I was left thinking yes, there are elements of truth in the above, but what interests me, and is more useful, is how to relate to Tango in positive way to experience the joy AND have a good way of dealing with the downsides.

Tango is a sort of relationship. Relationships can be mild or intense. They can be enriching or limiting, safe  . . . or dangerous.  Whatever “type” of relationship you have, it needs managing, it needs nurturing.

Tango is also a microscope – for us individually and as a social phenomenon.  It’s not Tango that has the dark side, it’s us, and other people.  Whatever is going on for us, good or bad, Tango will amplify it.

The one rat-hole his post doesn’t mention specifically  is that Tango can draw you into its own fantasy world.  That can be marvellous but if you take the fantasy too seriously, when reality bites it’s the disconnect that can trap you.

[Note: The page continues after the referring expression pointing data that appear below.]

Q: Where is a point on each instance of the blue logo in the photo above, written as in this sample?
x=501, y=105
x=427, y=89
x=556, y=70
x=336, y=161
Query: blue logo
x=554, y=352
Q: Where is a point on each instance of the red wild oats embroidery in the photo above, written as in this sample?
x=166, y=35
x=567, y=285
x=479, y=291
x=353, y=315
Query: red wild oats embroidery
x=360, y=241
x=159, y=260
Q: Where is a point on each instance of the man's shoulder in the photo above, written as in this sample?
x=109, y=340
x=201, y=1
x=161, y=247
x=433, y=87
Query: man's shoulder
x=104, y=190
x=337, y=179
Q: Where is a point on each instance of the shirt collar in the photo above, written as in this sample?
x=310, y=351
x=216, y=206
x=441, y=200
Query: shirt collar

Like the best relationships you can think of Tango itself as the therapy – it can remind you very clearly who you really are . . . and are not.

We have to know what works for us.  Become a good learner.  Choose your teachers, events and your aspirations, carefully.  Set realistic goals and timescales– the old cliché about the journey not the destination is highly relevant. There are some moves I know I will never master, or I’m not ready to take on yet. For example, I would love to do Enrosques and Back Sacadas.  The spirit is willing, but the knees  . . . ?

Celebrate your successes.  Celebrate your failures too, because you can learn from them – how to avoid them in future. Protect yourself from damage – from people, events or your own unrealistic ambitions.  On occasion I have turned round and gone back home because I’ve realised I’m not in a good enough state that day or for that particular Milonga. There are some Milongas (even popular ones) you will never see us at.  Often we leave early when we’ve had enough. Personally I avoid partners who might be good dancers, but the chemistry is all wrong, what’s the point of dancing with someone when you don’t feel good in their arms?